No.130
No.130
「謎の肉と晶石だけだったな……」
ドロップアイテムはこの二つのみで、肉の方は部位が違うのだろう。説明文に若干の違いがあるものの、全て同じだった。
「まあ、ノルマであった晶石集めが一日で終われたのは行幸だったけどな。それでどうする。何か調べたかったんだろ?」
今だ起き上がれないディータに聞くと。よいしょと起き上がり。
「この異界の門の中には、この場所とは違った場所があるみたいなのよ。そこには巨大な生き物が封じられるように居るみたいなの」
封じられ? どっかで覚えが? ああ! 北に在る門を調べたときに説明文にそんなのが書いてあったな。
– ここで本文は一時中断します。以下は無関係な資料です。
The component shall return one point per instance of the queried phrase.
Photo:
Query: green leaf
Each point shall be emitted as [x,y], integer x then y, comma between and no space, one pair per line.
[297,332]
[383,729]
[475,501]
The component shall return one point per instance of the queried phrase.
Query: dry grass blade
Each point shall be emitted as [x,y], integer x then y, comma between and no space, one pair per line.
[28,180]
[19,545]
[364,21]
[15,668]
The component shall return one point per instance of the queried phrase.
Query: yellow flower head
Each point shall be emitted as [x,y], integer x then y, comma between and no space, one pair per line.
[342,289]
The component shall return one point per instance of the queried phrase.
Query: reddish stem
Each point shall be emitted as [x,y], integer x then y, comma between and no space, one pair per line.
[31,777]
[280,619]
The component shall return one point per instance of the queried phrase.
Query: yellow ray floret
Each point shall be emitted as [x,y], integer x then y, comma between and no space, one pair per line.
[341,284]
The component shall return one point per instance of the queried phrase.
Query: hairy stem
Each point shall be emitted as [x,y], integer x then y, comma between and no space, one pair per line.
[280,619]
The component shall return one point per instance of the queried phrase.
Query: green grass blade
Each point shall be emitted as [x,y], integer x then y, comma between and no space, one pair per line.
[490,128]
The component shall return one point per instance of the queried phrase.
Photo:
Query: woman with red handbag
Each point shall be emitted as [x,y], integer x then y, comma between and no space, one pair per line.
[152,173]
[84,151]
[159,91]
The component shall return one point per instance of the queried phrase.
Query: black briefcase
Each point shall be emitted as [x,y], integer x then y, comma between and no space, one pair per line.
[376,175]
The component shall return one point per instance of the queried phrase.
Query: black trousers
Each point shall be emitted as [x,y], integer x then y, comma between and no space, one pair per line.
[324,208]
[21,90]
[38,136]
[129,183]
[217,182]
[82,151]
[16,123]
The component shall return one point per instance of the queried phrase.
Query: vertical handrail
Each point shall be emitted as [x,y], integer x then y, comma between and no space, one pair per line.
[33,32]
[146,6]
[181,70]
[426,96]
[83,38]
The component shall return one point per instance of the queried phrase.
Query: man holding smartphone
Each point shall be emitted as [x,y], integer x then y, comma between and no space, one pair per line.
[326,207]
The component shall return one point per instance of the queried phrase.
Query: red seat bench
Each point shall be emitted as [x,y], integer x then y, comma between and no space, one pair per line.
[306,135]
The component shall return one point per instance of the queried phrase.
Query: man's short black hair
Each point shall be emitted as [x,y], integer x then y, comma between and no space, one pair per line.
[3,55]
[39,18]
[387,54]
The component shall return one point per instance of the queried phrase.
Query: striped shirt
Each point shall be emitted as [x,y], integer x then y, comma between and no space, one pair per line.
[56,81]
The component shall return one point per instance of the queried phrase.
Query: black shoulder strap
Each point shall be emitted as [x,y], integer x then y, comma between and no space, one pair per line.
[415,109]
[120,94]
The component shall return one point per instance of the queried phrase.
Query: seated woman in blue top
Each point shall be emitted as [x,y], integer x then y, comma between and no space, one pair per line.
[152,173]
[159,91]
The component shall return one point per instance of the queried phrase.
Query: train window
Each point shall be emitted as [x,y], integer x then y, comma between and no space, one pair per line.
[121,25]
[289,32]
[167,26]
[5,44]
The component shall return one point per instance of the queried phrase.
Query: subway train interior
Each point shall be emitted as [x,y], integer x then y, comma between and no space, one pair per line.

何が封じられているかまでは分からなかったけど。
「で、それを調べればもしかしたら。この異界の門や聖地に関して何か分かるんじゃないかと思っているのよ」
巨大生物か、【地図記録】にはそれらしい光点は…………無いな。小さいのなら幾つもあるから、さっきのカエルモドキ見たいのが居るんだろうけど。
「本当にそんなのが居るのか?」
「私が見た調査報告書にはそう書いてあったわ」
「ふーん、何時のだ」
「え?」
自信満々に胸を反らしたディータが固まる。
そしてディータは固まりながらも二本指をこちらに見せる。
なんだそれは。二日じゃないよな。お前ここまで来るのに三日掛かってるんだし。二週間? 二ヶ月?
ディータは首を振り続ける。
「おい、どれだけ前のだ。二年か、さすがに二十年はないよな」
ディータはいつもの元気とは裏腹に小さく。
「…………ねん」
「は?」
「だから、二百年前の調査報告書だって言ってんのよ!」
はあ!? 二百年!?
「お前馬鹿じゃねの!?」
「何でよ!?」
二百年だぞ、二百年。それだけあれば疑問に思った奴が調べないわけ無いだろよ。調査報告書なんだから。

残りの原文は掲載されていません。